Manusia memiliki karakter yang berbeda-beda, bahkan pun ketika kau
melakukan sesuatu tampa sadar menurut orang lain itu tak sesuai dengan sopan
versinya
Saya harus
menunggu. Kepala lurah yang baru saya ketahui seorang perempuan itu melayani
warga di dalam ruangan miliknya. Para staf Kelurahan berseliweran mengenakan
batik berwarna biru. Sebahagian sibuk mengerjakan pekerjaan mereka masing-masing. Diantaranya sibuk merampungkan
data jumlah kepala keluarga di kelurahan itu yang belum tuntas. Ada pula staf
ibu-ibu yang duduk bersisian di tangga depan kantor sambil sibuk bercerita.
Membahas keruwetan pekerjaan mereka di rumah. Juga suara anak-anak mereka yang
bermain di teras kantor, berkejar-kejaran sambil menjerit-jerit atau tertawa
lugu. Sebagian ada pula yang pergi, katanya akan ke pasar. Berhubung hari itu hari
jumat. Hari pasarnya di kelurahan tersebut.
Saya membolak balik beberapa lembar kertas
dorslage. Kertas yang membantu pekerjaanku di lapangan. Titik jenuh mulai mengepul di ubun-ubun. Kertas
itu belum menjelaskan jumlah muatan secara gamblang. Tiga blok sensus di
kelurahan tersebut. Ketiganya merupakan pusat kegiatan ekonomi yang
masyarakatnya lumayan padat. Sebelum ke kantor kelurahan membawa surat tugas
yang tergeletak tak berdaya di hadapanku itu, saya sudah terlebih dahulu terjun
menyusuri blok tersebut. Satu blok sudah menerangkan gambaran jumlah muatan
pada peta. Berkat ketua Rt 02 yang
lumayan terbuka untuk dimintai keterangan. Berbeda dengan RT 03, yang tidak
tahu betul jumlah muatan di RT nya tersebut. Justru menyarankan agar saya
menghitungnya satu persatu. Melihat deretan rumah yang padatnya tak kepalang
tanggung, membuat saya berfikir beberapa kali. Toh ini jumlah perkiraan. Bisa
saja lebih, jua bisa kurang. Kalau pass lebih bagus lagi. Setidaknya ketua RT
dapat memiliki gambaran akan wilayahnya sendiri. Kurang lebih seperti itu.
Saya mulai
disinggahi rasa jenuh ketika menunggu lebih sejam di teras kantor kelurahan.

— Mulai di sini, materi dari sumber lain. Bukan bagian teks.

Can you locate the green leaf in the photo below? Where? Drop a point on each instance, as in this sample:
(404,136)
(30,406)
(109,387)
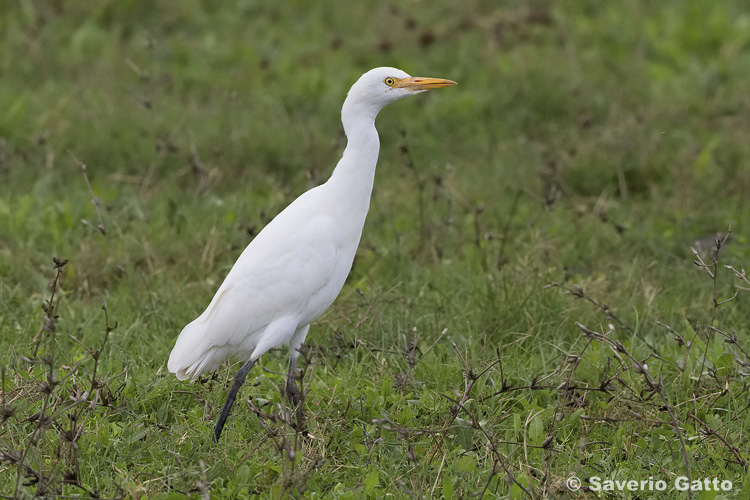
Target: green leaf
(371,482)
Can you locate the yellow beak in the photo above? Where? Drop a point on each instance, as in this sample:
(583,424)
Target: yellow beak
(421,83)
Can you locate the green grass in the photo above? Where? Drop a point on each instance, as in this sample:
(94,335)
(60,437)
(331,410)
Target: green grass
(588,143)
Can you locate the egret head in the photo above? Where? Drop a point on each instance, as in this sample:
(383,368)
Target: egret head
(382,86)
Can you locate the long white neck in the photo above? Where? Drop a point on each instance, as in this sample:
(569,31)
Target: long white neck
(354,174)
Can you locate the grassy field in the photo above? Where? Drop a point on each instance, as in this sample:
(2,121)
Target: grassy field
(525,307)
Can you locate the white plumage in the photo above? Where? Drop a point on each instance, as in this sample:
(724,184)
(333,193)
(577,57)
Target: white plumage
(296,266)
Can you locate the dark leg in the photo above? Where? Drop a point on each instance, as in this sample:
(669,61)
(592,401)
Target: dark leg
(239,379)
(293,392)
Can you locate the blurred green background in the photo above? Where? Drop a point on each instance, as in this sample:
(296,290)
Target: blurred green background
(588,143)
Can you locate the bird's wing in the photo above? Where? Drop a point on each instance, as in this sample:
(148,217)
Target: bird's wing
(277,278)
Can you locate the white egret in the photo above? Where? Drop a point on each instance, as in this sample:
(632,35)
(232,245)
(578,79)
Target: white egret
(296,266)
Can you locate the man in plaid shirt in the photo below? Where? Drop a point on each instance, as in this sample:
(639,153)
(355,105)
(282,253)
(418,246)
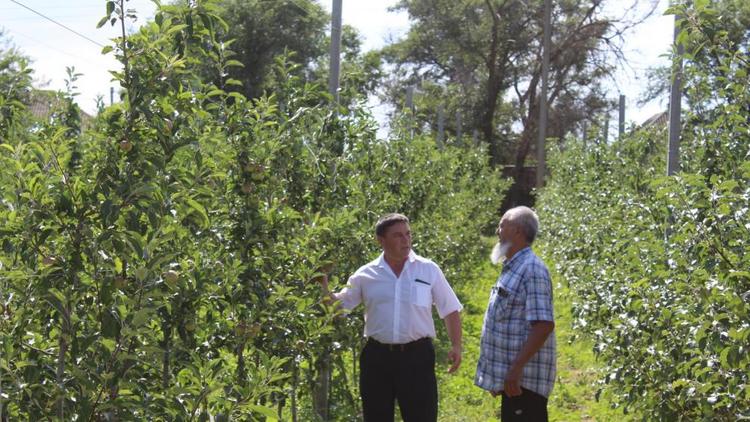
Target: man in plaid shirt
(517,353)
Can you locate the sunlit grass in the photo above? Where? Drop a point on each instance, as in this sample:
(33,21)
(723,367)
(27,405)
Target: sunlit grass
(574,395)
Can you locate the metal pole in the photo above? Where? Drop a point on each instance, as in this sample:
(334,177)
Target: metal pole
(441,125)
(621,129)
(675,105)
(606,128)
(410,98)
(459,129)
(540,166)
(333,82)
(585,132)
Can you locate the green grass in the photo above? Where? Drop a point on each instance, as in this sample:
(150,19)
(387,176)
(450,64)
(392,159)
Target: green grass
(573,397)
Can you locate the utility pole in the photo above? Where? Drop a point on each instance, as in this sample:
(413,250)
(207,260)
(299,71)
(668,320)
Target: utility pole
(675,105)
(540,161)
(410,106)
(459,129)
(621,128)
(333,81)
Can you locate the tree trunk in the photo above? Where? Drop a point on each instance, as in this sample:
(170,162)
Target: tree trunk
(320,389)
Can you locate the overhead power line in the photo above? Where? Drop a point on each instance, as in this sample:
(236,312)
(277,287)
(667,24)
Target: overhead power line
(58,23)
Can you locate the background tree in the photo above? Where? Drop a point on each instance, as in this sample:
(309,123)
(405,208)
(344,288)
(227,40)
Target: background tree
(264,29)
(488,53)
(15,90)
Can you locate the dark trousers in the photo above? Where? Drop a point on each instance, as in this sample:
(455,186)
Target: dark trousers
(406,374)
(528,407)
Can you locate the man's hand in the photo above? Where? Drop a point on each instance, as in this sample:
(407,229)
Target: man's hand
(455,358)
(512,385)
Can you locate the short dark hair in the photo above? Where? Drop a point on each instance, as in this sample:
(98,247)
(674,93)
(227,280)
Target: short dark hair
(387,221)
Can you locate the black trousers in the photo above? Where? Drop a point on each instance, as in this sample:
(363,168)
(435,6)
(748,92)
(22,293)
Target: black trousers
(528,407)
(404,373)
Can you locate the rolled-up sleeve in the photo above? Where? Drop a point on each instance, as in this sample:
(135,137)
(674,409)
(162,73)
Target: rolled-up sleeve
(444,298)
(351,295)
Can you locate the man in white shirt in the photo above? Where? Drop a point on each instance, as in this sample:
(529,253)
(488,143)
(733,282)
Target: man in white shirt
(398,290)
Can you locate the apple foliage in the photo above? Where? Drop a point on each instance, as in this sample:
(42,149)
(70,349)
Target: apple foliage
(659,265)
(160,264)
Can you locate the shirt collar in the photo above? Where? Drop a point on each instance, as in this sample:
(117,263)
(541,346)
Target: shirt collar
(381,259)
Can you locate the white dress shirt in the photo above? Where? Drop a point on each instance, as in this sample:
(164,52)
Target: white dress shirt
(399,309)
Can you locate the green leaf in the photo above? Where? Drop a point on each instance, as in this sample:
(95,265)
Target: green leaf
(109,344)
(265,411)
(198,208)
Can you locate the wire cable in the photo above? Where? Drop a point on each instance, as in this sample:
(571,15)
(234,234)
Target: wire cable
(58,23)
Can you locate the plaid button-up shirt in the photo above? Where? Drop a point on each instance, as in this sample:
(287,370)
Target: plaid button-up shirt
(522,294)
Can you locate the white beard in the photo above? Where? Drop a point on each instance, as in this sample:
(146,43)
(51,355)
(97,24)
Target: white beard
(499,252)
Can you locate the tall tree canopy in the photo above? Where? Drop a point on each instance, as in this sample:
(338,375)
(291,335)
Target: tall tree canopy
(484,57)
(265,29)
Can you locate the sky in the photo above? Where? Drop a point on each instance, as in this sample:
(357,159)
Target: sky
(53,48)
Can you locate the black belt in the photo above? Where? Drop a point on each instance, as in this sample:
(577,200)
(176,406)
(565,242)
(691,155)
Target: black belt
(399,347)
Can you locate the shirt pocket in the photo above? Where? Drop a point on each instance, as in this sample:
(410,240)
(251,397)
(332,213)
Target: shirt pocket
(502,304)
(421,294)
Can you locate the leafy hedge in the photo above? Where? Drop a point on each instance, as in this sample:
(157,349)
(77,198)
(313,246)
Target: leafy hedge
(660,265)
(158,266)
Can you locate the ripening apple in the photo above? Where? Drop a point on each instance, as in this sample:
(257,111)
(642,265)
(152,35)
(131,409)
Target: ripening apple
(126,145)
(327,267)
(171,276)
(247,187)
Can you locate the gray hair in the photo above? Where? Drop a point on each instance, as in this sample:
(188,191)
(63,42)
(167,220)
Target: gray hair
(387,221)
(526,219)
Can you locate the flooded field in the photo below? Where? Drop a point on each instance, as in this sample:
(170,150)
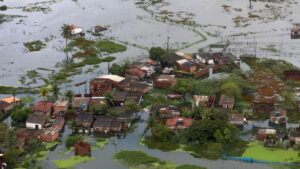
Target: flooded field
(263,30)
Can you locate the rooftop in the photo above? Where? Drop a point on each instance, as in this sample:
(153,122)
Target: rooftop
(10,99)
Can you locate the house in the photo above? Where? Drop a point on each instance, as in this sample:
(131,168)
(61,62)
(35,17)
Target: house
(125,118)
(236,119)
(165,81)
(179,123)
(165,111)
(102,124)
(58,123)
(6,104)
(278,116)
(263,107)
(226,102)
(49,134)
(27,134)
(85,119)
(82,148)
(205,58)
(134,71)
(119,97)
(186,65)
(99,28)
(292,74)
(173,95)
(262,134)
(76,30)
(60,106)
(80,103)
(44,106)
(36,121)
(132,85)
(295,33)
(294,135)
(208,101)
(104,83)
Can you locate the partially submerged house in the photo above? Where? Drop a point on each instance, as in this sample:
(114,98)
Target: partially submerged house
(49,134)
(80,103)
(173,95)
(36,121)
(165,111)
(82,148)
(85,119)
(226,102)
(262,134)
(295,33)
(6,104)
(208,101)
(60,107)
(292,74)
(165,81)
(278,116)
(294,135)
(179,123)
(43,106)
(236,119)
(186,65)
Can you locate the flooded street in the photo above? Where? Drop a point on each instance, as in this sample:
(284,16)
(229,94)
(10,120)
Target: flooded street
(140,27)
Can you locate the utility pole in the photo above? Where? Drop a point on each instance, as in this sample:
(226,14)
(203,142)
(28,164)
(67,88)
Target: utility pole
(250,4)
(168,38)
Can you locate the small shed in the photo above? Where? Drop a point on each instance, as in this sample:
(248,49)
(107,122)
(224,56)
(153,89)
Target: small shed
(278,116)
(236,119)
(82,148)
(226,102)
(262,134)
(165,81)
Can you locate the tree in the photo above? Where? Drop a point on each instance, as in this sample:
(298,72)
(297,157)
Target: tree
(69,94)
(289,100)
(21,115)
(44,92)
(159,54)
(119,69)
(183,86)
(55,91)
(109,98)
(231,89)
(132,106)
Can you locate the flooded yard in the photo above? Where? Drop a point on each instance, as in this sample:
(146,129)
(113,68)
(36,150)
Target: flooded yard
(139,25)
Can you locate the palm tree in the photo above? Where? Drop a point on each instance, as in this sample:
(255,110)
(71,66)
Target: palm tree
(55,91)
(69,94)
(44,92)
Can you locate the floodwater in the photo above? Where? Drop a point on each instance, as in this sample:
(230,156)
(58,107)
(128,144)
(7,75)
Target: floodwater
(139,29)
(104,157)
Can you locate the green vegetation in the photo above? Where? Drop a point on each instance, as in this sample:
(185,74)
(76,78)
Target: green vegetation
(72,140)
(257,151)
(110,47)
(34,45)
(137,159)
(102,142)
(68,163)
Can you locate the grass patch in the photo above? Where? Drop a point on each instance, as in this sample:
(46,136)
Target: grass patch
(256,150)
(73,161)
(34,45)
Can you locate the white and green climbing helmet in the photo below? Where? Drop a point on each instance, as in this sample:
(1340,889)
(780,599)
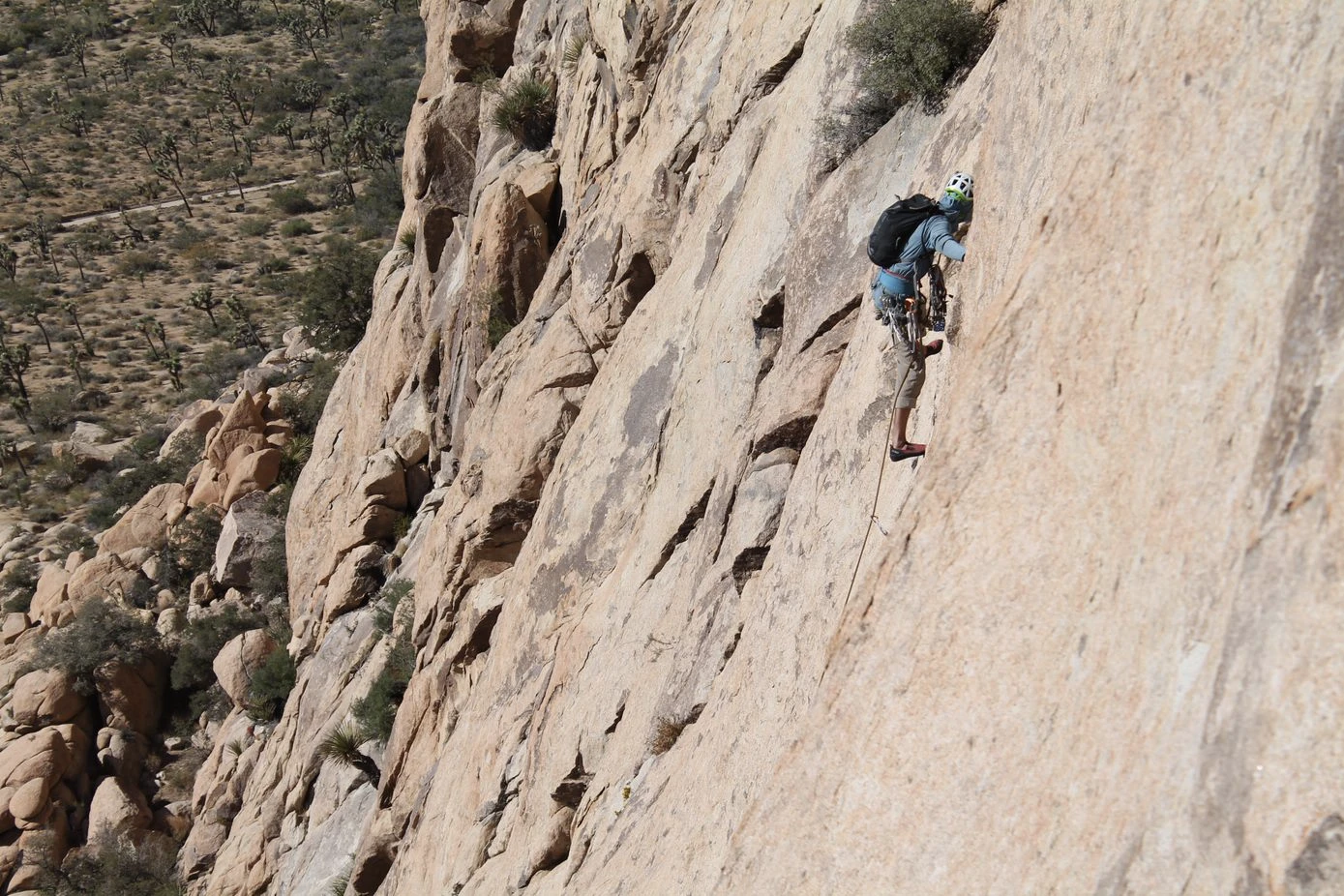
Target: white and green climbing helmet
(961,186)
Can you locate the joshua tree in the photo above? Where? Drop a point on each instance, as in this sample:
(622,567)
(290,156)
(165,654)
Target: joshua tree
(147,329)
(73,310)
(75,359)
(286,128)
(39,237)
(14,363)
(169,41)
(145,138)
(23,407)
(165,172)
(168,152)
(76,45)
(172,363)
(238,90)
(31,304)
(9,261)
(204,298)
(242,317)
(10,452)
(237,172)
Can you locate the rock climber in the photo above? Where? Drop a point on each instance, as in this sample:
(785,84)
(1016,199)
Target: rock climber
(897,283)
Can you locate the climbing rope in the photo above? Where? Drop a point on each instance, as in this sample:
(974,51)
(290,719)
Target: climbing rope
(881,470)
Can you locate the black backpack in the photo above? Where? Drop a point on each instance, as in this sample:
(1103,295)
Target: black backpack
(895,224)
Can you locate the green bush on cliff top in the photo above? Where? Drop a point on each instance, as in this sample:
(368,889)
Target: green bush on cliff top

Hati saya seketika lega ketika kulihat warga Ibu lurah itu beranjak
meninggalkan ruangan beliau. Tak lama suara motor matic nya yang berwarna hitam berdesing menyusul suara klakson
tanda pamit kepada ibu-ibu staf kantor yang masih asyik duduk bersisian. Ini
giliran saya menemui beliau. Batin saya.
Kertas
dorslage yang bertebaran di atas meja luar itu segera kurapikan. Melipat
kertas-kertas itu satu arah, lalu kumasukkan ke dalam map bening berpinggir
jahitan berwarna biru. Menyusul surat tugas segera ku raih. Baru saja saya
beranjak dari kursi plastik berwarna toska yang mulai terkelupas itu, sontak ku
lihat ibu Lurah keluar ruangan dengan menjinjing tas merah menyala dengan
langkah yang ringan. Ia berjalan keluar seperti hendak pergi.
Saya yang
sedari tadi menunggu, melihat hal itu, mengundang spontanitas diri saya untuk
menahan Ibu Lurah. “Ibu, Ibu, tolong jangan pergi dulu. Tolong tanda tangani
surat tugas saya” Kalimat yang terluahkan seketika itu, membuat ibu lurah
menatap saya dengan alis terangkat. Ia tak bergeming, hanya menatap saya nyaris
tak saya pahami ekspresi beliau. Hati saya bercampur aduk. Saya tak mengerti.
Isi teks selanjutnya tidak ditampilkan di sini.